In that room a stove top/oven, a refrigerator, clothing cupboard and 1 bed.  Now imagine this is your home……and there are 8 of you-6 kids from 5-20.  No private space, bathroom down the hall, only 1 bed.   Unimaginable to us.  We took our shoes off at the door, coffee was made and served with homemade cake and cookies. Isn’t this always the case, those with so little so willing to give.  We then all went outside to have the little boys bring all the food bags labeled to the correct rooms- Tariq was doing his photography and i’d brought a Polaroid from home that turned out to be a HUGE hit with the children.

We then were told that lunch would be served and to please come upstairs.  We dutifully filed back up the stairs into their home and sat around on the floor as a table cloth was laid down and a beautiful presentation of food was laid down before us.  They have so little- so gracious.  So kind.

At one point we could not find

Tariq but we were told he had gone to the sea side, we were pointed into a direction.  I’d never walked that way before and the difference was staggering.  Where refugee children play, 20 feet away is a beautiful sea side resort town, the harbor filled with sail boats and yachts.  People lazily eating and drinking at the cafe’s that line the walk way.

Good bye were hard, but our wish for them is that we would not see them in Greece again, rather we would see them in their newly settled countries.  Further away from a home that did not want them and towards a new normal.

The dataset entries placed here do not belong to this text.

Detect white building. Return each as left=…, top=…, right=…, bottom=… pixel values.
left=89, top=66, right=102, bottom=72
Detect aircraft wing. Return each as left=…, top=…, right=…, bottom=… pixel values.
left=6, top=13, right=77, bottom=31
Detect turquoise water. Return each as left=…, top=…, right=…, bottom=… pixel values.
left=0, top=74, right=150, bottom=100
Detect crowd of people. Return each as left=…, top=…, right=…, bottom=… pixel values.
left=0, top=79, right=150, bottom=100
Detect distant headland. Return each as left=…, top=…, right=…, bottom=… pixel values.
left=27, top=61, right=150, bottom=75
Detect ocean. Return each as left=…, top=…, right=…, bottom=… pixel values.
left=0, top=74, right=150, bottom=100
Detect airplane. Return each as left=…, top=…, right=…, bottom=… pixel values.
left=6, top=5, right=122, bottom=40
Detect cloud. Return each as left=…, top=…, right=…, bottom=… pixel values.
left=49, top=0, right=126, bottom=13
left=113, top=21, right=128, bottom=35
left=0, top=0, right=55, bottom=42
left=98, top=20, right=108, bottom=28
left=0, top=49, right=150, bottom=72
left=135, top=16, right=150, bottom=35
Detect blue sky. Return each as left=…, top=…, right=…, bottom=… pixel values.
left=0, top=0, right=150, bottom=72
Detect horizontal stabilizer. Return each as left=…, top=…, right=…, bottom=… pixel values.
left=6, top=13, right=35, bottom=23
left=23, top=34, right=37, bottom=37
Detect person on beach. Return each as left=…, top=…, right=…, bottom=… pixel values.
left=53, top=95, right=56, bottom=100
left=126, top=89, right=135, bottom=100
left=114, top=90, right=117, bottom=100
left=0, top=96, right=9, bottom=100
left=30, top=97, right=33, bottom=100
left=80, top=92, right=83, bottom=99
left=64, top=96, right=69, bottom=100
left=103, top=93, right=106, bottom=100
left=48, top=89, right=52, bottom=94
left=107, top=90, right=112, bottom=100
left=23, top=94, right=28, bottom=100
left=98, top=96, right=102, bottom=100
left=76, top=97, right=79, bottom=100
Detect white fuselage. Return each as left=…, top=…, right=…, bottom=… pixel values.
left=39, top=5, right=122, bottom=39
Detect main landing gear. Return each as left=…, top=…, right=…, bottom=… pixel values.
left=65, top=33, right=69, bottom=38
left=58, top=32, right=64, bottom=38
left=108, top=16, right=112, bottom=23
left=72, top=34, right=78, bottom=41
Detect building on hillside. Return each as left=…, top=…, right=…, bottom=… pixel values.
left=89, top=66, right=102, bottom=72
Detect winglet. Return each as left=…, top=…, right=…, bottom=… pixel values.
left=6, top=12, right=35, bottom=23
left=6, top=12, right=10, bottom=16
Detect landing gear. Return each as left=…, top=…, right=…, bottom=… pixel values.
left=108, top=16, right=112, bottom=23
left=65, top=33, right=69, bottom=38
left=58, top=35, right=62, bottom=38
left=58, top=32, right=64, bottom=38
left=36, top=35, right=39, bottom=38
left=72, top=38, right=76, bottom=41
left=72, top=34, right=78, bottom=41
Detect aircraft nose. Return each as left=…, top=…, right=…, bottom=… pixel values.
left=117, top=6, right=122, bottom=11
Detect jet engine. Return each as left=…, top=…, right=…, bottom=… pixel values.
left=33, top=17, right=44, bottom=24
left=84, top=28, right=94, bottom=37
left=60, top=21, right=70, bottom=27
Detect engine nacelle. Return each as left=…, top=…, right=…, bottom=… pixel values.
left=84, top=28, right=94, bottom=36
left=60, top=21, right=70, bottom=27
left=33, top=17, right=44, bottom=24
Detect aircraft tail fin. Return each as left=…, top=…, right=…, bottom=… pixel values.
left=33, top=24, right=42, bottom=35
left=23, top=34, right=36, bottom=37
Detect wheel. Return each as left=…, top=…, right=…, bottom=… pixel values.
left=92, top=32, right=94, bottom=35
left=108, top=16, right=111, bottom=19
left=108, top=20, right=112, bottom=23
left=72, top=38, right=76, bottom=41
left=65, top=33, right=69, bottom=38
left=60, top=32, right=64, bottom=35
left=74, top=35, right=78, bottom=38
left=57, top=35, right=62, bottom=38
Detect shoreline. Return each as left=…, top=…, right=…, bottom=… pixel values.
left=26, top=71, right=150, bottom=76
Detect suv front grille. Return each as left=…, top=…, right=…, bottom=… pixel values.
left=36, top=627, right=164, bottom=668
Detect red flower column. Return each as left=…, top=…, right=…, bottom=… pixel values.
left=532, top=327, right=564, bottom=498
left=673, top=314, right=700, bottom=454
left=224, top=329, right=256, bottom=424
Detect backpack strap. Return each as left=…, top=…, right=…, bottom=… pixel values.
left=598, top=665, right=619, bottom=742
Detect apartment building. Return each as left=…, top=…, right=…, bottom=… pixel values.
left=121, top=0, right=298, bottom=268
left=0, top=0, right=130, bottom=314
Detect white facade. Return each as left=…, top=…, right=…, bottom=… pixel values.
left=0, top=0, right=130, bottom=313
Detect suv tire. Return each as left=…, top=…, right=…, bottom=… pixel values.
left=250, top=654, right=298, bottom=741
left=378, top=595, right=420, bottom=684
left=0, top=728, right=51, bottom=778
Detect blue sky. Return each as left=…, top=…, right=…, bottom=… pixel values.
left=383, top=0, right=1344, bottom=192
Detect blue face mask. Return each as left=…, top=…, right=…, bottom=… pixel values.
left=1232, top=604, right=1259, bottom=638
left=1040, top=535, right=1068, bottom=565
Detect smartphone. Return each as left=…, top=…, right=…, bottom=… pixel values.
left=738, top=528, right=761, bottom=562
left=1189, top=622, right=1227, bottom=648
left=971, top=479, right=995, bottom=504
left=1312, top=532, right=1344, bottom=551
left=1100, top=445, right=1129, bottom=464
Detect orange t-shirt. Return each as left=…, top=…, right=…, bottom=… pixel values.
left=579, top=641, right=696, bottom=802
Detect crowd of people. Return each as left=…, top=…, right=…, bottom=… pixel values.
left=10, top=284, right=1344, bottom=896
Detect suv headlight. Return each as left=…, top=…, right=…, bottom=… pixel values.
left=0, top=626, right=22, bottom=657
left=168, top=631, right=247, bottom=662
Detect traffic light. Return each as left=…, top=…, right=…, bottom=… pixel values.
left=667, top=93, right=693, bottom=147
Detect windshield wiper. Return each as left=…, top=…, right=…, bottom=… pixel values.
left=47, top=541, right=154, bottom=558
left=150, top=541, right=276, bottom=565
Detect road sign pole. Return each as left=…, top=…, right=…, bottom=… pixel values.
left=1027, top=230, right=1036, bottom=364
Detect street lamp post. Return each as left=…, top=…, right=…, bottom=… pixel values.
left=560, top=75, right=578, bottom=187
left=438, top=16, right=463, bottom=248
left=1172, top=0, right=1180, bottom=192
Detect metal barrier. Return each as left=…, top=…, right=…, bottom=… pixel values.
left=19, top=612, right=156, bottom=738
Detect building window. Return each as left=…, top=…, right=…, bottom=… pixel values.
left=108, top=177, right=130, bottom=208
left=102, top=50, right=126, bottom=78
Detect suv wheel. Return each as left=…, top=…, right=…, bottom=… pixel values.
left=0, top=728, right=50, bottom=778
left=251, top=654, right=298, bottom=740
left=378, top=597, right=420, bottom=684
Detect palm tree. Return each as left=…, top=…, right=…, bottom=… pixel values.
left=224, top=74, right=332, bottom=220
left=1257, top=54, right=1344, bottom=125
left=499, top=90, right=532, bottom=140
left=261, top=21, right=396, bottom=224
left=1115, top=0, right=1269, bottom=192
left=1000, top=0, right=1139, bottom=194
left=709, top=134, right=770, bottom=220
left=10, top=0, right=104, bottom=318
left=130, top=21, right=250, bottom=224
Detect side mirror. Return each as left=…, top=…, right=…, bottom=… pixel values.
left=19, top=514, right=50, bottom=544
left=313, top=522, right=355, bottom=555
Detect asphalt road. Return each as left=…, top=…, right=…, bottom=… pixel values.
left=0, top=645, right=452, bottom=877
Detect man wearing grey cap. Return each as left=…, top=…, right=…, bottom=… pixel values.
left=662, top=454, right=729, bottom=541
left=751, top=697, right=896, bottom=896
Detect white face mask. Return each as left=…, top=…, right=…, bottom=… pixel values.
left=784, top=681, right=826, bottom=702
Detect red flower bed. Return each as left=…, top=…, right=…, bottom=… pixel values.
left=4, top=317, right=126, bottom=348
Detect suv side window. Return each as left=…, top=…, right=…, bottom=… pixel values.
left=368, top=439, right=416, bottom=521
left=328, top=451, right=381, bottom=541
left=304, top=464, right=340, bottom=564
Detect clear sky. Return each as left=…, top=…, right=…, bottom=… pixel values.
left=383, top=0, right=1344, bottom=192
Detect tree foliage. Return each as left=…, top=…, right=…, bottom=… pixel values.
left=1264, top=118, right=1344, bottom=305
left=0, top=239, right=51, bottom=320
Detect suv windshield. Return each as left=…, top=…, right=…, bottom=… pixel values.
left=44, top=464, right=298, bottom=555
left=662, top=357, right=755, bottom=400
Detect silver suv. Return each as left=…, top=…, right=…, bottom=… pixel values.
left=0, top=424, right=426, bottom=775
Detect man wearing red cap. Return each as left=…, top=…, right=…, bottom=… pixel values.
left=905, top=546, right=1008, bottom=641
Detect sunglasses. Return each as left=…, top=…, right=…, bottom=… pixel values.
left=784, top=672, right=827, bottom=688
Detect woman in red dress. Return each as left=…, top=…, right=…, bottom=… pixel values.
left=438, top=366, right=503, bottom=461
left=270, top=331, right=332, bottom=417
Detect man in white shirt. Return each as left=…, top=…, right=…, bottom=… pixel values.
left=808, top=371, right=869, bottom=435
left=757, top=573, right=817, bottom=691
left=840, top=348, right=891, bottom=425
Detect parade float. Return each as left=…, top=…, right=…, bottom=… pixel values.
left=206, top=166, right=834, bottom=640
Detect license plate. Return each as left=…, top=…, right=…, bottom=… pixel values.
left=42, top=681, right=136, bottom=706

CTF had contacted us about going to another camp in the area I’d never heard of- “no one goes to see them” we were told.  After a couple wrong turns, we found the camp, down a gaveled road, tucked being a garbage pile on one side and a composting pile on the other side.  30 families were fit into 15 Iso boxes that should have housed 1 family each.  They were in need of blankets, food, shoes……really everything.  I promised to give their list to the CTF powers that be so that a future team can grab the items from the warehouse and distribute to them.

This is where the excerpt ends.